The consumer body is concerned that many UK internet users are using old router models with no guarantee of an upgrade, thus making them “low hanging fruits” for criminal hackers to target. With its findings, Which? encourages customers of UK ISPs mentioned in the report to contact their provider and ask about potentially getting a router upgrade.

Although one of the companies that Which? contacted is using old routers, they said that they continue to monitor for threats and provide updates if needed. Despite this claim, Which? did find an unpatched vulnerability on one of the routers it tested. This could suggest that, although ISPs are doing what they can to patch flaws, it’s likely that they’d miss a few holes.

Virgin Media, one of the ISPs, didn’t accept the testing results from Which?, telling the BBC that “nine in 10 of its customers are using the latest Hub 3 or Hub 4 routers.” However, Which? Noted that Virgin only considered the number of paying households, whereas the testing counted each member of the household.

A wake up call to ISPs

Which? is a proponent of ISP transparency with regard to routers receiving firmware and security updates, a requirement of the Secure by Design proposal. The company also calls for the government to ban the use of default passwords, or ISPs allowing users to set weak passwords on their routers.

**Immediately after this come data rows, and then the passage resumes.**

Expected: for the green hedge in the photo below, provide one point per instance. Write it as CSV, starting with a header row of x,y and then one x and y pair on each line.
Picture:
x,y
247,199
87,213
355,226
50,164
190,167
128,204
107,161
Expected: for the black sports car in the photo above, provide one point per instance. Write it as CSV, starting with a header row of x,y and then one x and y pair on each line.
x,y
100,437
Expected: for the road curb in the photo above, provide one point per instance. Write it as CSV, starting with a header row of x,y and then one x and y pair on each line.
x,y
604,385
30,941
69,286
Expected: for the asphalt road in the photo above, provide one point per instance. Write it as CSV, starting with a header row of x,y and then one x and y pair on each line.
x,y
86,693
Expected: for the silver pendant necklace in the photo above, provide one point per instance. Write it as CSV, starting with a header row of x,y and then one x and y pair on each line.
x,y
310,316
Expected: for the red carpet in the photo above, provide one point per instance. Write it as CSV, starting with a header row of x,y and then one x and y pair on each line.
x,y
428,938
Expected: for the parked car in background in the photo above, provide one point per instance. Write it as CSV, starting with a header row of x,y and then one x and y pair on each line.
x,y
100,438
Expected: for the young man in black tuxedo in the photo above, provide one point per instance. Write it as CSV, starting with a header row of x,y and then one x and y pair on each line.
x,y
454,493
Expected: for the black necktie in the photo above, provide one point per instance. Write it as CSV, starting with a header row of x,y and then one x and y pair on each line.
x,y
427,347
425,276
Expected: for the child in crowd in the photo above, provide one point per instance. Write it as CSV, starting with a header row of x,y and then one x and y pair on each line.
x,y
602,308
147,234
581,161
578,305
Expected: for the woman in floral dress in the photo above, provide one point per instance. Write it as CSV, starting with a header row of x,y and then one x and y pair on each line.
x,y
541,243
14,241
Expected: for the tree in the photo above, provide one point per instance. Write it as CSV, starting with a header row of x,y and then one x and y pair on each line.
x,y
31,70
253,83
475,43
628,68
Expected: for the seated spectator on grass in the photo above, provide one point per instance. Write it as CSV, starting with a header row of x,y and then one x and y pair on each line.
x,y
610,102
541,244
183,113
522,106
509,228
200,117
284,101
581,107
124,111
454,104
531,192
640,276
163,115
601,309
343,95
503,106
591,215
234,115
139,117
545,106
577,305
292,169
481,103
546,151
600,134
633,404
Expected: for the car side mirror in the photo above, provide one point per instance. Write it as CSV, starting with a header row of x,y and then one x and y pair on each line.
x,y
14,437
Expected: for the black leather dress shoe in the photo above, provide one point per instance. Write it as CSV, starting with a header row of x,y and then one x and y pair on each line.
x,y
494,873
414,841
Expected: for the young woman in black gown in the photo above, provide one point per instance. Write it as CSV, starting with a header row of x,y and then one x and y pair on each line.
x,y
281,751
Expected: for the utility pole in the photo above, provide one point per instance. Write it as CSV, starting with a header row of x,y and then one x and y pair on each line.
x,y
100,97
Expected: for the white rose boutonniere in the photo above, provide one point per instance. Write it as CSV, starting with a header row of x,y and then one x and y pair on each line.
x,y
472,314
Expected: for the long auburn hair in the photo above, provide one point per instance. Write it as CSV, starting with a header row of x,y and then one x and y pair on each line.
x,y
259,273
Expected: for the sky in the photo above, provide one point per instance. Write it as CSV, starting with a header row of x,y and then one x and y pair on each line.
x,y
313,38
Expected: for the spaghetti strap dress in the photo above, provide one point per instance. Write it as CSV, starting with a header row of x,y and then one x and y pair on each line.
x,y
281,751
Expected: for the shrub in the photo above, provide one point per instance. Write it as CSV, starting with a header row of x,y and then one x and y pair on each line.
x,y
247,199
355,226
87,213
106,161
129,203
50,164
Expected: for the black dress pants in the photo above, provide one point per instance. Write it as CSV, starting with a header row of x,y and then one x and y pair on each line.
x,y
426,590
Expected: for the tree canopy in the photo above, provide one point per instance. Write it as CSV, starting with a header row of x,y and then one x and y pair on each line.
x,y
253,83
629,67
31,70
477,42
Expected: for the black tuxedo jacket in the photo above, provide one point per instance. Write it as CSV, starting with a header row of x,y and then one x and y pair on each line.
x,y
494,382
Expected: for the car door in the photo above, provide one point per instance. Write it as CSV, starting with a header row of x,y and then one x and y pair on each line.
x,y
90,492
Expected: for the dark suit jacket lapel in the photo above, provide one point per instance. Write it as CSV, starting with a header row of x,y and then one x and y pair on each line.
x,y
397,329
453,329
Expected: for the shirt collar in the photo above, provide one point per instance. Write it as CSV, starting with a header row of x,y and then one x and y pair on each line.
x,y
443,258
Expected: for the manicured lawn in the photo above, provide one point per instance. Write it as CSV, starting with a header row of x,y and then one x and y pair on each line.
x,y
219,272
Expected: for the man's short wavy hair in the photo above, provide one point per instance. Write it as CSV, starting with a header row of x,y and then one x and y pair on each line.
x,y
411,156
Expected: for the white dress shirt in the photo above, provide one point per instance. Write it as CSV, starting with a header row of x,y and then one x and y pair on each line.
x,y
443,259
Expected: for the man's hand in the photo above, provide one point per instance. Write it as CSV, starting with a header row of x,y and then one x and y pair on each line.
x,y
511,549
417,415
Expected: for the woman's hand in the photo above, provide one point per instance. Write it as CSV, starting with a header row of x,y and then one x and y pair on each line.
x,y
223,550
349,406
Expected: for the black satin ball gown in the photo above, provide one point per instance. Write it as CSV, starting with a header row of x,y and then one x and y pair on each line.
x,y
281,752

This is a good move. Although convenient, setting a weak password isn’t going to strengthen anyone’s security. On top of that, ISPs allowing users to always take the convenient and insecure route misses a good opportunity to educate their customers on good computer—and password creation and management—practices.

“Given our increased reliance on our internet connections during the pandemic, it is worrying that so many people are still using out-of-date routers that could be exploited by criminals.” says Kate Bevan, computer editor for Which?, in a press release. “Proposed new government laws to tackle devices with poor security can’t come soon enough – and must be backed by strong enforcement.”

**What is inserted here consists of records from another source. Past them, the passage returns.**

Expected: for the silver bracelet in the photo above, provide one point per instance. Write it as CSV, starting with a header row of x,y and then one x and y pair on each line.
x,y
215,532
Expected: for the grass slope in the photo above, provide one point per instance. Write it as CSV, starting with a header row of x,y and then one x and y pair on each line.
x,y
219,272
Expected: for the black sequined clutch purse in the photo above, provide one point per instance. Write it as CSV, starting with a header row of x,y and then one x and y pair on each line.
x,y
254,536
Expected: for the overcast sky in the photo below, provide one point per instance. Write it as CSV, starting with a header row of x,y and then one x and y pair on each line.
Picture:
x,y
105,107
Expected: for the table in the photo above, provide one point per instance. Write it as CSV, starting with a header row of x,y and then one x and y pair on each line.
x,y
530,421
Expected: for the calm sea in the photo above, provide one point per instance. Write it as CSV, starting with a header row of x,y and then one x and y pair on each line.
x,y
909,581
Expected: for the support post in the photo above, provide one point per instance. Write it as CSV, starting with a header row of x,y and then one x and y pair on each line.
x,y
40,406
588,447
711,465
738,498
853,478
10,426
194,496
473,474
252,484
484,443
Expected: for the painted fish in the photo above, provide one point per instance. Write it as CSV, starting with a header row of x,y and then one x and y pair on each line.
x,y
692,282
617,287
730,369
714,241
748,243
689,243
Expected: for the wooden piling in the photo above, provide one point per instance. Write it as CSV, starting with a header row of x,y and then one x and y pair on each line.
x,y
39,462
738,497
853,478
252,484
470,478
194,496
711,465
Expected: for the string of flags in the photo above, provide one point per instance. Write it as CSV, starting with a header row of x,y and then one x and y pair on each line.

Lastly, Which? calls for UK ISPs to “be ready to respond when security researchers warn them about possible issues – and should make it easy for researchers to contact them.”

Is your router secure?

Many households rely heavily on their routers, for working from home, studying, or simply keeping in touch with friends and families during these tough times. Sure, you may have been using it for years and you haven’t been hacked yet—”to the best of your knowledge”—but you shouldn’t take comfort in this for long. Now is a good time as any to focus on securing your router.

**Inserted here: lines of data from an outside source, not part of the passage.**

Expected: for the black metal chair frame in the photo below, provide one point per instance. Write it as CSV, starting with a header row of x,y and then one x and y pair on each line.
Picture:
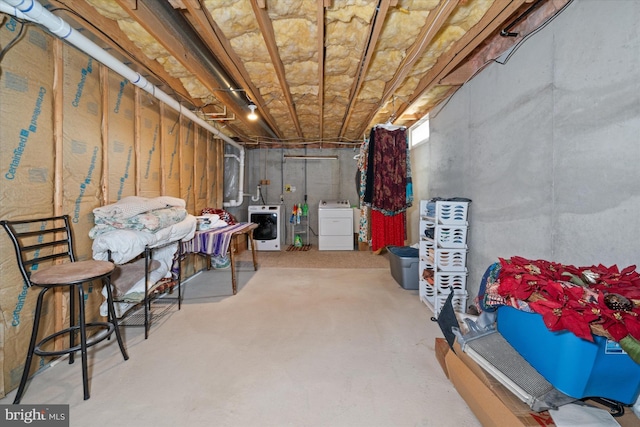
x,y
55,233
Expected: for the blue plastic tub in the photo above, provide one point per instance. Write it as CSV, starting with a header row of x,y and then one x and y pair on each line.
x,y
577,367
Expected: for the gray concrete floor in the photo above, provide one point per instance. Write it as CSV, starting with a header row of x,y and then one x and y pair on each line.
x,y
294,347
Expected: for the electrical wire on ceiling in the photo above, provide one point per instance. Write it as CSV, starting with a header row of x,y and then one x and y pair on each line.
x,y
298,141
513,50
527,36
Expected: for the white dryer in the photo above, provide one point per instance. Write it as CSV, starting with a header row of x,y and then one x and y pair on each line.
x,y
335,225
268,235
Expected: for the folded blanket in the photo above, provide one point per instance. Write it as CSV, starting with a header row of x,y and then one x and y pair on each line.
x,y
131,206
151,221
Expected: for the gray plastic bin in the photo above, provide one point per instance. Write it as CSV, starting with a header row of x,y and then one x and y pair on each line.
x,y
403,261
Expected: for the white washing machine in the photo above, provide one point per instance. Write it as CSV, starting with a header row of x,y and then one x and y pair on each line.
x,y
335,225
268,235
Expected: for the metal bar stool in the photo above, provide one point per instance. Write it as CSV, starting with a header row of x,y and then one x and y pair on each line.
x,y
40,244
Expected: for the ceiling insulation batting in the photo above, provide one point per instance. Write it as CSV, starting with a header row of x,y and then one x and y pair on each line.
x,y
323,72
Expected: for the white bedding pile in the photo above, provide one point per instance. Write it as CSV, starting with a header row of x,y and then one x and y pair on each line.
x,y
126,244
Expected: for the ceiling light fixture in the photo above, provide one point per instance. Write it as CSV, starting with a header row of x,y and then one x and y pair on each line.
x,y
252,115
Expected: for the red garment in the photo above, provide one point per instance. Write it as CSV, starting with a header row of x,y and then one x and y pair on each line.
x,y
387,230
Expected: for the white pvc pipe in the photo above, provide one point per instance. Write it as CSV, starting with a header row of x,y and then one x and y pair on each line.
x,y
10,10
34,11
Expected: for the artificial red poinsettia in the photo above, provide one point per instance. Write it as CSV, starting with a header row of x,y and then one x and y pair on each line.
x,y
619,323
520,286
568,316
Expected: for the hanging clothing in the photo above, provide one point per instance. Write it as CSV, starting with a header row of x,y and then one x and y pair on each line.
x,y
387,171
363,226
388,188
387,230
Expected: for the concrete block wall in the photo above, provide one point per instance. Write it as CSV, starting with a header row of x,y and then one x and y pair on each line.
x,y
547,146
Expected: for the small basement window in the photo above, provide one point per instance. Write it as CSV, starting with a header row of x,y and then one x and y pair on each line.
x,y
419,133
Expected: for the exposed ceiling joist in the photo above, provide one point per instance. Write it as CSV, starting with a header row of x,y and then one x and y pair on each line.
x,y
376,28
270,39
320,71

Using routers that can’t be patched if a serious vulnerability appears increases your risk of being exposed to attacks, and increases the risks for everyone else too. Routers are computers like any other and (as the Mirai botnet showed) they can be compromised and added to a botnet like any other.

So, the best way to stay safe is to make sure you’re using your ISPs latest router. 

Whatever router you’re using, be sure to change the default password if it had one. These are known to criminals and there are vast lists of default passwords circulating on the Internet for anyone to read. For more steps to take, Which? has a section on what to do if you’re affected by the routers mentioned in its lab tests.